= Dāvids Beika =

Latvian Communist politician

Dāvids Beika (Russian: Давид Самуилович Бейка; 30 August 1885 – 6 February 1946) was a Latvian Marxist revolutionary and political activist, publicist and Soviet intelligence officer.

== Biography ==
Beika was born in to a peasant family and worked as a teacher. He joined the Russian Social Democratic Labour Party in 1903 and the Latvian Social Democratic Party in 1905.

He was an active participant in the Russian Revolution of 1905 and after the defeat of the revolution he emigrated to the United States where he became a leading figure of the Latvian Social Democratic Federation in America.

Beika returned to Russia after the February Revolution and to Latvia after the October Revolution and became a leader of the Latvian Socialist Soviet Republic where he was appointed Commissar of Industry. After the fall of the Soviet republic he went back to what was now Soviet Russia and became the head of the economic council of Pskov.

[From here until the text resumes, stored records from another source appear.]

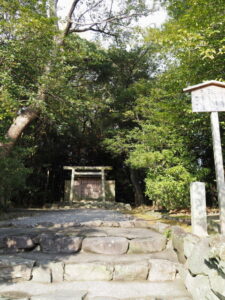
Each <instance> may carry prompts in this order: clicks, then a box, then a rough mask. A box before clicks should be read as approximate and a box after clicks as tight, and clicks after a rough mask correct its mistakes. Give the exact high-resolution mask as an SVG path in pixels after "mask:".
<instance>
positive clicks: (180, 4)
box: [0, 0, 225, 208]
mask: <svg viewBox="0 0 225 300" xmlns="http://www.w3.org/2000/svg"><path fill="white" fill-rule="evenodd" d="M57 2H58V1H54V0H42V1H38V0H24V1H21V0H12V1H5V0H0V68H1V70H0V120H1V123H0V151H1V153H0V155H1V158H3V157H4V159H2V160H1V162H0V178H1V179H0V180H1V185H0V192H1V199H0V200H1V202H2V204H3V203H5V204H6V203H7V201H10V200H13V201H14V202H15V203H18V204H19V205H21V204H23V205H28V204H32V203H33V204H35V205H38V204H40V205H41V204H43V203H44V202H45V201H56V200H57V199H58V200H59V199H60V198H62V196H63V195H62V188H61V187H62V185H63V174H62V166H63V165H65V164H74V165H76V164H81V165H85V164H86V165H108V164H109V165H112V166H113V167H114V173H113V176H114V177H115V178H116V180H117V183H118V184H117V194H118V198H117V200H118V201H126V202H132V203H134V204H136V205H139V204H141V203H143V202H146V203H152V202H153V203H154V204H156V205H158V206H162V207H166V208H177V207H187V206H189V184H190V182H191V181H194V180H204V181H206V182H207V183H208V185H209V186H210V189H209V191H210V193H211V194H210V195H211V196H210V201H211V203H212V202H213V201H214V200H213V197H214V192H213V191H214V183H213V179H212V178H213V176H214V173H213V169H214V167H213V156H212V147H211V132H210V127H209V116H208V114H202V113H200V114H194V113H192V112H191V106H190V97H189V96H187V95H185V94H183V93H182V89H183V88H184V87H186V86H189V85H191V84H197V83H200V82H202V81H204V80H210V79H217V80H224V79H225V78H224V76H225V75H224V70H225V69H224V63H223V62H224V56H225V40H224V34H225V32H224V31H225V17H224V10H223V3H222V2H223V1H222V0H215V1H213V2H214V3H213V5H210V3H211V1H209V0H198V1H196V0H185V1H178V0H166V1H162V2H163V5H164V6H165V9H167V12H168V16H169V17H168V21H167V22H166V23H165V24H164V25H163V26H162V27H161V28H160V29H155V28H154V29H153V28H146V29H144V31H143V37H144V38H143V39H141V38H140V36H139V38H138V39H137V42H136V43H135V42H134V40H135V39H134V38H133V37H134V36H135V35H136V34H137V32H139V31H135V28H132V25H133V21H134V20H135V19H137V18H138V17H140V16H141V15H148V14H150V8H149V7H146V4H145V1H144V0H129V1H128V0H123V1H122V0H121V1H117V3H116V5H114V4H115V1H114V2H113V1H112V5H111V6H109V5H108V4H107V5H106V2H105V1H103V0H102V1H95V0H91V1H89V0H87V1H81V0H75V1H71V4H72V5H71V8H70V9H69V10H68V17H67V19H66V20H65V22H64V25H63V26H62V24H60V23H59V15H58V12H57ZM119 2H121V3H119ZM118 8H119V9H118ZM88 30H90V31H92V32H98V33H100V34H102V35H103V37H104V38H107V37H111V44H110V46H109V47H108V48H107V49H105V48H103V46H102V45H101V44H100V43H99V41H98V42H97V41H96V42H94V41H92V42H90V41H87V40H85V39H83V38H81V37H79V35H78V33H79V32H84V31H88ZM129 39H132V43H130V44H129V47H128V40H129ZM224 124H225V123H224V116H223V114H221V126H222V132H223V130H224V126H225V125H224ZM223 143H224V139H223Z"/></svg>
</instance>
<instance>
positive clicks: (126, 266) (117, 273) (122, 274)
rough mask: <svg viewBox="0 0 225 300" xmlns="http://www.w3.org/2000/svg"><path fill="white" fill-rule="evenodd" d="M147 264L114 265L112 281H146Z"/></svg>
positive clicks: (146, 277) (132, 263)
mask: <svg viewBox="0 0 225 300" xmlns="http://www.w3.org/2000/svg"><path fill="white" fill-rule="evenodd" d="M148 271H149V266H148V263H143V262H142V263H141V262H139V263H123V264H122V263H121V264H115V265H114V273H113V280H119V281H134V280H146V279H147V277H148Z"/></svg>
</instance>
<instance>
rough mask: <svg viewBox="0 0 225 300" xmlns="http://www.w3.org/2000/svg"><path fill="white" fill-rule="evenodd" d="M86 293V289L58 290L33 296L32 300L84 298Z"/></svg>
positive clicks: (46, 299) (79, 298)
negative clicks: (57, 290) (83, 289)
mask: <svg viewBox="0 0 225 300" xmlns="http://www.w3.org/2000/svg"><path fill="white" fill-rule="evenodd" d="M86 294H87V292H86V291H56V292H54V293H48V294H42V295H36V296H32V297H31V300H66V299H67V300H83V299H84V297H85V295H86Z"/></svg>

He was a member of the Central Committee of the Communist Party of Latvia and was a delegate of the second and third congresses of the Communist International and was elected a member of its Executive Committee and then head of the International Liaison Department of the Comintern in 1920.

From January 1922 he worked in the Smolensk province and in 1924, he was appointed executive secretary of the Smolensk Provincial Committee of the All-Union Communist Party(b). Later he worked as the secretary of the Arkhangelsk Provincial Committee of the All-Union Communist Party (b). From 1928 he was in economic work and was a representative of member of the Collegium of the People's Commissariat of Heavy Industry of the USSR.

During the Spanish Civil War he was a military commissar in the International Brigades from 1936 to 1937 and then from 1937 to 1938 he was Comintern officer in the United States.

Beika was recalled to Moscow, and on 20 April 1938 he was arrested by the NKVD on charges of participating in an anti-Soviet nationalist terrorist organization, and on 22 April 1939, by the verdict of the Military Collegium of the Supreme Court of the Soviet Union, he was sentenced to twenty years in a forced labor camp.

On 6 February 1946 he died in the Ustvymlag of the Komi Autonomous Soviet Socialist Republic. On 22 February 1956 he was posthumously rehabilitated.

Dāvids Beika was also an author of poems and memoirs.